Showing posts with label WebMiner. Show all posts
Showing posts with label WebMiner. Show all posts

Monday, May 13, 2013

Nepomuk WebMiner 0.6

A few month have past, this my last WebMiner update. In the meantime I finished my Master Thesis, moved to a new location and started my new job. Perfect time to release a new version with the changes I have made since.

The Nepomuk WebMiner 0.6 adds beside several bugfixes:

  • User changeable regular expression for the filename parsing.
  • Removed its own and reuse the Nepomuk internal fileindexing to get id3 tags and other file metadata.
  • Add whitelist for automatic web search. You might like to lookup the folder with your publication pdfs but not your private documents. Or the network share with your tvshows, but not your private family videos. This works on top of the Nepomuk whitelist. So you Nepomuk can index these files, but not all of them will be websearched.
  • Instead of the dull treeview that shows the raw fetched metadata, you can now see and edit the metadata in several fancy edit fields.
 

 

 


You can find the latest release on projects.kde.org or the tarball on kde-apps.org.
Even though I wanted to get this into KDE SC 4.11, I doubt this is going to happen. Soft feature freeze is around the corner and I don't feel comfortable enough to let this be part of SC and annoy all users with this service yet. There are still a lot of usability problems I like to have solved properly before this can be part of of any KDE installation.

So please test the latest release and report any errors back to me.

Wednesday, February 6, 2013

Nepomuk WebMiner 0.5

Since my last post a lot has happened to the Nepomuk-WebMiner (former MetaDataExtractor).

The WebMiner went through the KDE Review process and got cleaned up a bit during this process. The new location of it is extragear/base/nepomuk-webminer.

On the code side, I have fixed several bugs and integrated the automatic fetching better into the current Nepomuk system.

The new WebMiner-Service respects the suspend/resume and event monitoring (no internet, low diskspace, on battery mode) in the same was the FileIndexer does it.

When the automatic fetching is started via the command-line or dolphin command, the service is used for the actual fetching.

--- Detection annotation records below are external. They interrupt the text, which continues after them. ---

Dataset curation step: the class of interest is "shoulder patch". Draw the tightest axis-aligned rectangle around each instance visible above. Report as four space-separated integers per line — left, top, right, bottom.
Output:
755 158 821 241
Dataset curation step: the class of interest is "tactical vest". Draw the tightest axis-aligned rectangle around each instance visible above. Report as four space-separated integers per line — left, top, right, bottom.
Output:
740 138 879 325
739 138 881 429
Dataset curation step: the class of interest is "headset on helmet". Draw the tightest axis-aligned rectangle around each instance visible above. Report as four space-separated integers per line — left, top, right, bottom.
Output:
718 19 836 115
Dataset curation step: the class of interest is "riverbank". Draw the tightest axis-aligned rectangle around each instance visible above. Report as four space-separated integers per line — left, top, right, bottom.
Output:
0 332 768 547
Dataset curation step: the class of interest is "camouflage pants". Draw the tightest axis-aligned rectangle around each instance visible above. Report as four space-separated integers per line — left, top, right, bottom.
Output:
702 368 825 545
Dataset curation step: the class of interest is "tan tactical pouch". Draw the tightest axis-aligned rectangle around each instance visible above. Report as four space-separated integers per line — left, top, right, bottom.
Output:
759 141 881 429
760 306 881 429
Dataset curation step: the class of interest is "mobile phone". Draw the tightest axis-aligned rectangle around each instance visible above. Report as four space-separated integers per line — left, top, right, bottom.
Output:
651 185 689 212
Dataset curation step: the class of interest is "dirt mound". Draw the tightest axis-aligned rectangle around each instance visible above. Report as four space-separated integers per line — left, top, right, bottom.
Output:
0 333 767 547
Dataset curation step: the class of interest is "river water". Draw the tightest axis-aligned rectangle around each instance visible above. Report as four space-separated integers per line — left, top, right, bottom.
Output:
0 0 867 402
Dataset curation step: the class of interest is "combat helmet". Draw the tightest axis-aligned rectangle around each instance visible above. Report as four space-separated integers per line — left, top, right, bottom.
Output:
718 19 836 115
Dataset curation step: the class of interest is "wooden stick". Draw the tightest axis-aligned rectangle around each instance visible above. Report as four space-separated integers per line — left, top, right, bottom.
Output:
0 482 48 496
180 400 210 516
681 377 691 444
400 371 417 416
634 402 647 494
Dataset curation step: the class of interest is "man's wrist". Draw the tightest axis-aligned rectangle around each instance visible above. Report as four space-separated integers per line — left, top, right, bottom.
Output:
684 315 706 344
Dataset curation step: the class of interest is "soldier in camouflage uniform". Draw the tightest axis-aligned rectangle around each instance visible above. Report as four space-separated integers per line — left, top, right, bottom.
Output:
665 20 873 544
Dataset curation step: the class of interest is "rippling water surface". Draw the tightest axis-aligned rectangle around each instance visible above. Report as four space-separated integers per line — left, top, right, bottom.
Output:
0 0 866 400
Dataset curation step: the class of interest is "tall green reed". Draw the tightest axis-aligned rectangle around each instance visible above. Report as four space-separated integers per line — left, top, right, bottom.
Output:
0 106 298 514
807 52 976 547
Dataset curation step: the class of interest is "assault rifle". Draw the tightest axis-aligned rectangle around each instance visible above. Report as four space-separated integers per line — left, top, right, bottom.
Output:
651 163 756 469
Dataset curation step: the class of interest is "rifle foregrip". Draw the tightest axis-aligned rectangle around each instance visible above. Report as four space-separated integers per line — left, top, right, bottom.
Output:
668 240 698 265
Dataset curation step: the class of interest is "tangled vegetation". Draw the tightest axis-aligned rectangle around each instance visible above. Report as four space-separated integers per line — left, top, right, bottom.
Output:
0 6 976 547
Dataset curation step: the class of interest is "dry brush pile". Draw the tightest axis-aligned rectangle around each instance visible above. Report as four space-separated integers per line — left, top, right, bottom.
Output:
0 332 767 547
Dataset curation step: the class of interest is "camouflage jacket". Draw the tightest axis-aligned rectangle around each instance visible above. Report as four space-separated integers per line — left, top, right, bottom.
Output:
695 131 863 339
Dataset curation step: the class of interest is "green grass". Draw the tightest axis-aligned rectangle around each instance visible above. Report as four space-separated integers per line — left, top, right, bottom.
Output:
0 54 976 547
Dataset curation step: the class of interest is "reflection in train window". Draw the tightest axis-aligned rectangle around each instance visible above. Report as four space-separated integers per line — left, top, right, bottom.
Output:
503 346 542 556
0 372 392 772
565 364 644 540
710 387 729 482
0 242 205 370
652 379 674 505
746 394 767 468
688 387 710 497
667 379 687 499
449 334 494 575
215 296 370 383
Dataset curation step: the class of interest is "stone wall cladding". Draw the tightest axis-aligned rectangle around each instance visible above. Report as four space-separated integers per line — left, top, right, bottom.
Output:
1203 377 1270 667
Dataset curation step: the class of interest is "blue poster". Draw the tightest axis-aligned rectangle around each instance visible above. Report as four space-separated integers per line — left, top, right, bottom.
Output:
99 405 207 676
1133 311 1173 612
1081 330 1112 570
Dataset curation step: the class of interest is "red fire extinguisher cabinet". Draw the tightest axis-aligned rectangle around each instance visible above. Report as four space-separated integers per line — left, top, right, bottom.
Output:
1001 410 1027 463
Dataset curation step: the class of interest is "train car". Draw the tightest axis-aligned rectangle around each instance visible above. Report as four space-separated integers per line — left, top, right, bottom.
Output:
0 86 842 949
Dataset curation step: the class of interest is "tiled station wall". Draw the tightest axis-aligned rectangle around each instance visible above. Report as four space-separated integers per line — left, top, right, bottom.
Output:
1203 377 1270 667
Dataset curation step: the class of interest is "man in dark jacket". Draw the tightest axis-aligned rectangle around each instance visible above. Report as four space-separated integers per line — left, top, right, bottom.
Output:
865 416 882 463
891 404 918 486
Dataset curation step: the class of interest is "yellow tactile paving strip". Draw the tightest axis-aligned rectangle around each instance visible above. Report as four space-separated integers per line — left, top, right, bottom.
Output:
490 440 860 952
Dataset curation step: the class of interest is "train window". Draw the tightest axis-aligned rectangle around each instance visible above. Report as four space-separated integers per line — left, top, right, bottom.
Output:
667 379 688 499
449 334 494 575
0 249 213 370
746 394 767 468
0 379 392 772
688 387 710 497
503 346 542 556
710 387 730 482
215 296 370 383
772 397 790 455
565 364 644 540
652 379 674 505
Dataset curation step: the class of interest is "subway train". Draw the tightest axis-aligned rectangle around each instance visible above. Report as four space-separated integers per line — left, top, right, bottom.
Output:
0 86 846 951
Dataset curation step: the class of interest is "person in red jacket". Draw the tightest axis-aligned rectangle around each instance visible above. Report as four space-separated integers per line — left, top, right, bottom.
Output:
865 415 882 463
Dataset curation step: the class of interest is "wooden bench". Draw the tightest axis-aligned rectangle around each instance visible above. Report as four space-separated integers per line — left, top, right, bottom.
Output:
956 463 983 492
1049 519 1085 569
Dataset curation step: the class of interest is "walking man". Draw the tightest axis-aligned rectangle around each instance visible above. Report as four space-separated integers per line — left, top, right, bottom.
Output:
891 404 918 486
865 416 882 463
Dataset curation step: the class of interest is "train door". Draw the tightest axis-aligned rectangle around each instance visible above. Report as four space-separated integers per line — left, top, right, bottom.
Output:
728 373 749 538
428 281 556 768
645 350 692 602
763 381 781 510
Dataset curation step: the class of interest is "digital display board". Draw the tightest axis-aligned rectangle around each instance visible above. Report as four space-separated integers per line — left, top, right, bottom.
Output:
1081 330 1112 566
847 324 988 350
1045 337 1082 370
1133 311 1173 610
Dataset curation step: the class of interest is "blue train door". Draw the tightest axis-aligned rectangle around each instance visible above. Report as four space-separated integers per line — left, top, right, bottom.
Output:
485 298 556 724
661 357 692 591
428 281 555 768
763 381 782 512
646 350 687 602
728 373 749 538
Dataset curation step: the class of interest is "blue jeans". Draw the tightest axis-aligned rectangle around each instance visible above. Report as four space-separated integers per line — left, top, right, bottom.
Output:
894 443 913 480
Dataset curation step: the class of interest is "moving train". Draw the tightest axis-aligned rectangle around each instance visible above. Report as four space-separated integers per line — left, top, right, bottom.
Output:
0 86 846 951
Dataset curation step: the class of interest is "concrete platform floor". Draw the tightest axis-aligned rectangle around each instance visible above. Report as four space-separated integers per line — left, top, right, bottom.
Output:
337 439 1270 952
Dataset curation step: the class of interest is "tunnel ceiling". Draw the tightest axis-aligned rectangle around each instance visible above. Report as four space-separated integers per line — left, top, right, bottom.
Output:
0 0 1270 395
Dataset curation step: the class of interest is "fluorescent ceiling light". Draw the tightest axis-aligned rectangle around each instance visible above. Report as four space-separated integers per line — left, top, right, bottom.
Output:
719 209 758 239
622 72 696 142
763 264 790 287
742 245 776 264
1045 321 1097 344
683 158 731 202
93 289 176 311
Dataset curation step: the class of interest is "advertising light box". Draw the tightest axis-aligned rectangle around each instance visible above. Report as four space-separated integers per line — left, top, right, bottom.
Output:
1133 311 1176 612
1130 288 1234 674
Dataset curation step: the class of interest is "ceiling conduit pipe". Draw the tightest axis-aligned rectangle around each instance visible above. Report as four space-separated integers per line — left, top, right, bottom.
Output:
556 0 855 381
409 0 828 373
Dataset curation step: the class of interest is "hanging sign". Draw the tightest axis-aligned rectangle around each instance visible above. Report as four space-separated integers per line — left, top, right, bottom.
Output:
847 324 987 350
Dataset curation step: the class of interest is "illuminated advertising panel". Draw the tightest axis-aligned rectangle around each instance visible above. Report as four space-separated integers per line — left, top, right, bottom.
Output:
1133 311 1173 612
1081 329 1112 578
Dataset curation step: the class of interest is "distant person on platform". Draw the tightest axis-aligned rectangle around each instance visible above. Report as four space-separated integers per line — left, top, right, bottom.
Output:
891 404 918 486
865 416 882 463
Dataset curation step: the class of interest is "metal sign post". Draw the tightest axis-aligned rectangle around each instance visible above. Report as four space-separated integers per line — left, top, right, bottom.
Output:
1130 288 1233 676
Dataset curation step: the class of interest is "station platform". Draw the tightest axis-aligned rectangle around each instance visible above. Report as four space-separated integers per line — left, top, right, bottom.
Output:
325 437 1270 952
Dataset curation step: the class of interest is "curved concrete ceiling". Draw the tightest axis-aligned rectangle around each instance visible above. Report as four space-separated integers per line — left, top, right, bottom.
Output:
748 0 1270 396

This allows to show the current fetching progress in the nepomukcontroller (in the systray).

Starting with KDE 4.11 the Systemsettings for Nepomuk and the Nepomuk WebMiner are combined and won't show up as two different entries anymore.








Instead of the buggy imdb python script that has a hard time following the changes on the imdb website to allow proper fetching of movie resources, a new plugin for themoviedb.org was created.

The next step for the WebMiner will be the full integration into KDE SC for the 4.11 release.
So moving out of extragear again into some other proper place.

In order to make this happen there is still one large blocker task that needs to be done.

So if anyone is good with python and has some time, the script at nepomuk-core/services/storage/rcgen/nepomuk-simpleresource-rcgen.py needs to be improved.
This script is responsible to generate the SimpleResource classes from the used ontology.
As it takes nearly all ontologies into account and is rather slow right now, the call takes ~20 minutes for each generation. This is a pain for anyone compiling the WebMiner from source.

Any help is very welcome.